Saturday, 1 September 2012

Review: Doctor Who - 'Eggsylum of the Daleks'

 Comments


  Warning: SPOIL - ERS! SPOIL - ERS! 

The Daleks, at one point in the history of Doctor Who, were actually quite scary. Then, they got into a horrible pattern where they're killed by the Doctor, all of them, every last one of them - and then, a few episodes later, they all come back to life and the Doctor kills them all again. And again. And again. And we're bored. And again. And they're not scary any more - fact. So much so that Karen Gillan (Amy Pond) admits she's "never been completely scared of the Daleks," and showrunner Steven Moffat says "there's a slight danger with the Daleks that you might start to think they're cute." And, regarding the show's 7th season opening episode, he said he's successfully made them "scary again", "properly vicious" - which is a bit rich considering we are treated to hearing a Dalek with a girls voice, crying a little bit.

Absurd's the word. The cheek of it, to suggest that this opening episode is full of "properly vicious" Daleks! We start off with the Daleks asking the Doctor to 'save them' from, well, that's never really explained very well - but they send the Doc and his gang (who appear to be having marital problems for the sake of a B story) down to a planet that functions as a 'Dalek asylum'. Their mission? To switch off its defense shield so that it can be destroyed, by the 'sane' Daleks, once and for all. That's despite the 'sane' Daleks initially stating that they think hatred and insanity is actually quite beautiful.
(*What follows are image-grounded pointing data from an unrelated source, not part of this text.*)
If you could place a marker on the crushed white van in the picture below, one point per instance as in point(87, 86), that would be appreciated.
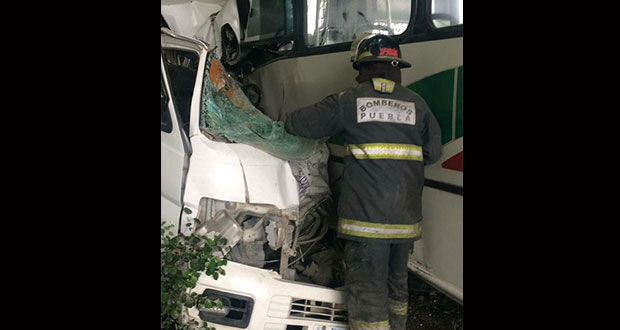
point(273, 212)
point(272, 204)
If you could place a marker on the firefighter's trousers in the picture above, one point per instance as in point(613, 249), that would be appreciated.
point(376, 284)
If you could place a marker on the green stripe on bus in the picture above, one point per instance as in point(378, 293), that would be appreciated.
point(459, 104)
point(437, 91)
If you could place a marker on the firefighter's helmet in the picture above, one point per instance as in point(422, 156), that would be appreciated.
point(370, 47)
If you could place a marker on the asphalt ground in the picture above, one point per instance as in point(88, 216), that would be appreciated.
point(429, 309)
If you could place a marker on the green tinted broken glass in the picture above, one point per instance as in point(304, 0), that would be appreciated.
point(225, 110)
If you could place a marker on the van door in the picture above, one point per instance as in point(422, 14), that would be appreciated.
point(173, 158)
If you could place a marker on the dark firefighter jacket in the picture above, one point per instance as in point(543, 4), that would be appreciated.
point(390, 134)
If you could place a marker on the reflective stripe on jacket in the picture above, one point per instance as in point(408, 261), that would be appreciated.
point(390, 134)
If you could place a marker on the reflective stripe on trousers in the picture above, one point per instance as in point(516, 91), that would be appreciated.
point(386, 151)
point(376, 284)
point(378, 230)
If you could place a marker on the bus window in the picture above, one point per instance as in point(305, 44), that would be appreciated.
point(447, 12)
point(269, 19)
point(337, 21)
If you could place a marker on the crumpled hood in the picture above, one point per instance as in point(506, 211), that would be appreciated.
point(241, 173)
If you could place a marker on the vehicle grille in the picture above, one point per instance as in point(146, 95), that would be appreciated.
point(314, 309)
Gotta ask - if the Daleks are capable of creating robots that look so convincingly human that they're able to stroll about planet Earth quite freely, why not focus on building an army of those, rather than the usual trash can look they opt for - and invade?! Destroy! Exterminate, as they might say! It seems to have been forgotten that the Daleks are "insane tanks" who have only one intention - to take over the entire galaxy, killing everything that isn't a Dalek until they're the only living being left in existence. Phil Mitchell is more threatening.
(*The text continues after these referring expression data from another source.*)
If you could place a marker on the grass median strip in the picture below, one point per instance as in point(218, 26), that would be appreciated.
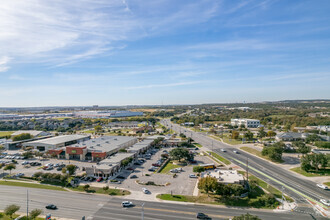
point(321, 172)
point(257, 153)
point(217, 156)
point(98, 190)
point(31, 185)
The toilet facilities at the Dalek asylum are shocking.

So, our trio run about the place, never acting very scared, joking about, with a booming happy backing track that strips every scene of fear. Rory has a conversation with a Dalek about an egg, which up until that point was fairly intense, and the Doctor pats a corpse on the head, remaining unphased when it stands up and tries to kill him. Scary stuff. But, everyone is kept perfectly safe because they're lucky enough to be communicating with a lady who crash landed her ship into the asylum a year ago and who's naturally had enough time to hack into all the computers. She manages to delete the Doctor from every Dalek's memory (why she couldn't delete their determination to kill everyone boggles the mind), she turns off the planet's defence shield and decides to beam everyone back to safety - but not before the Doc discovers, oh dear, she's actually a Dalek! She was turned into one ages ago and never even realised. That's when we hear the girly Dalek voice nearly cry - terrifying stuff. But, hang on! It's the Cybermen who convert humans into robots, not the ruddy Daleks!? Oh, it's no use trying to figure it all out - it's all so awful.

We need the lights darker, we need the music off, or at least quieter, and we need these characters to shit themselves - we need them to quit having a laugh and genuinely face the fact that they could die at every turn. Slow the pace, let's properly explore the Daleks' menace. But no, bang bang bang, that's your lot.

One Dalek in an episode entitled 'Dalek' from Christopher Eccleston's season of Doctor Who came across as a lot scarier than the entire planet of mentally deranged ones here. Such a wasted opportunity to reboot these monsters.

PS. He actually did run through a corridor!